Some people have enough money in the bank to pay for a vehicle outright. Maybe it was an inheritance, maybe they liquidated some assets, or they’re one of the proud few that worked hard and saved up for it. Either way, their case is not the norm, as 84.5% needed auto financing to purchase a car in 2013. This post is to help the majority understand how to navigate the murky waters of auto financing.
What does my credit score need to be to get financing?
The answer to this question varies. While you might see offers for “No Credit Check Financing”, almost all financing is based on your credit report. Because a credit report shows your history of making payments on time, lenders use your credit to calculate the risk involved with loaning you money. If you have a history of not making your payments on time, this will increase the lender’s risk of getting their money back, which will in turn increase the interest rate on the loan. While credit scores can range from 300 up to 850, it is generally agreed a score of less than 600 is considered bad credit. As a first-time car buyer you may not have a credit history, which can affect what type of loans are available to you. Because your credit score is such a pivotal piece of financing, it is a good idea to be aware of what is on your credit report. Annualcreditreport.com is a good resource for checking your credit, which allows you a free copy of your credit report once a year.
How much of a car payment can I afford? This is the bottom line question everyone wants to know.

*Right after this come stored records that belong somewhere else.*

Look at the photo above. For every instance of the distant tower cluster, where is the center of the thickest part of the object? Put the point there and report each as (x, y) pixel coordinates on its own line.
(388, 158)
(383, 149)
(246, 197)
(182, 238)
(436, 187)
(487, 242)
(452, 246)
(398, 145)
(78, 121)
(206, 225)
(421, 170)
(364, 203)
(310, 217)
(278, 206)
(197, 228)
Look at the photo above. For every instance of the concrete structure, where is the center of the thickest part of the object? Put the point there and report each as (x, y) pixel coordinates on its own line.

However, the answer is: It depends.
Most banks will qualify your car payment as a percentage of your income. While conservative advice estimates your payment should be no more than 10% of your income, a bank will look at what is called your debt to income ratio. Your debt to income ratio is a calculation of your monthly payments divided by your monthly income. Most lenders like to see a total DTI of less than 40% (all of your expenses included), but there are other factors which could cause that number to increase or decrease.
It is important to know that to qualify for auto financing will need to document your income. This could be your most recent pay stubs if you are an employee, or possibly your tax returns if you run your own business. As a rule of thumb, the minimum income many lenders would like to see is usually around 1,5000 month to offer financing for your purchase.

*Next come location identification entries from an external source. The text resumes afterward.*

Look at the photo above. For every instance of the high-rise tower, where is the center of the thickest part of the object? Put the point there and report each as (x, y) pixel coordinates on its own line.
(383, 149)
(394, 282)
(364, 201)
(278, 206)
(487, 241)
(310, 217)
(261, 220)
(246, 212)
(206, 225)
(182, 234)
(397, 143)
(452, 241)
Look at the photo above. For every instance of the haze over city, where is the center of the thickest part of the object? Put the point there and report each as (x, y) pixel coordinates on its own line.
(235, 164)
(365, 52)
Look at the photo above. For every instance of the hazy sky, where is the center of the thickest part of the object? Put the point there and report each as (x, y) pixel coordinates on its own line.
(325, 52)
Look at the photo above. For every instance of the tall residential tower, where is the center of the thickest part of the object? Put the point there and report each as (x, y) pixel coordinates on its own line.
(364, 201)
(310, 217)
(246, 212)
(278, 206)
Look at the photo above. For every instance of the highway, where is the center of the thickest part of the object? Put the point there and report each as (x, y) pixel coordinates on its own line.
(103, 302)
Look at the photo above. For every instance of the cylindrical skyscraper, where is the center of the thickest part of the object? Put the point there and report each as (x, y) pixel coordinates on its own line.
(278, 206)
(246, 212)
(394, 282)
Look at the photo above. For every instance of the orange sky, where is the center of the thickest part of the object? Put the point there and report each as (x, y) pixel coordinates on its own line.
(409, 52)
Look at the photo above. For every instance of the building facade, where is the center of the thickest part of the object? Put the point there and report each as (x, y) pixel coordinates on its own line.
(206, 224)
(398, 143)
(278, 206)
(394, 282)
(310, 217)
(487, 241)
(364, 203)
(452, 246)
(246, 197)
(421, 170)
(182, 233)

Make sure to use our auto financing calculator to see how much of a car you can afford.
How long do you need to be on your job before you can finance a car?

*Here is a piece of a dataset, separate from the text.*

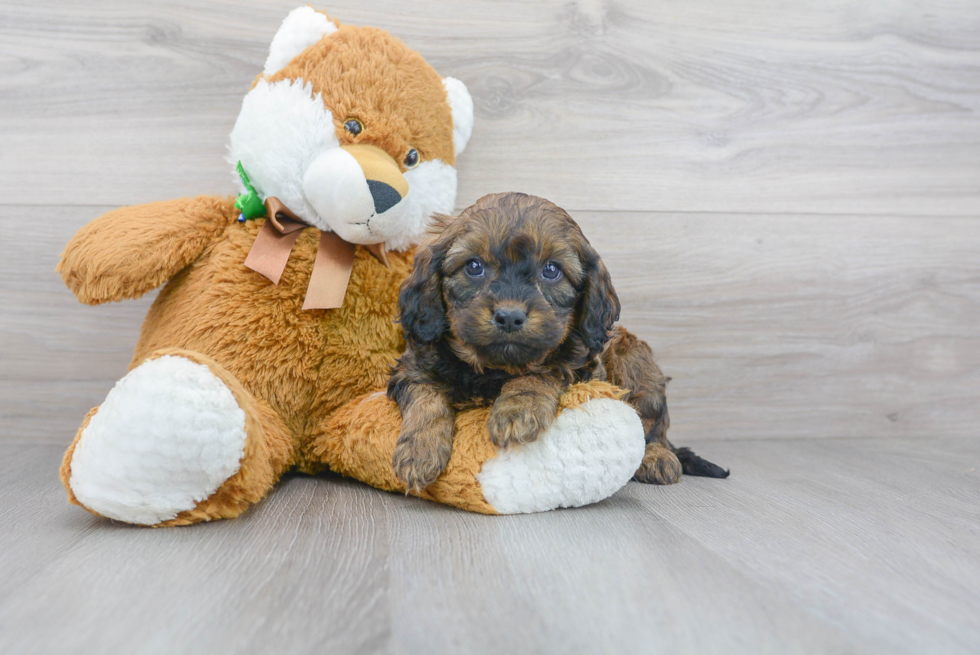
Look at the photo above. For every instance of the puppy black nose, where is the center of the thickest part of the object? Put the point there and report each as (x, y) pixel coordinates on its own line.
(385, 196)
(510, 320)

Gainful employment can go a long way in helping you secure a loan for your new car. Steady job history can sometimes be used to counterbalance bad credit, even if your employment history shows some job changes. Generally, lenders want to see at least 6 months on the job but the industry standard is to request at least the last 2 years of employment. Job changes within the same industry can be looked at as continuous employment, whereas career changes and gaps of unemployment are looked at with more scrutiny, and could require an explanation letter.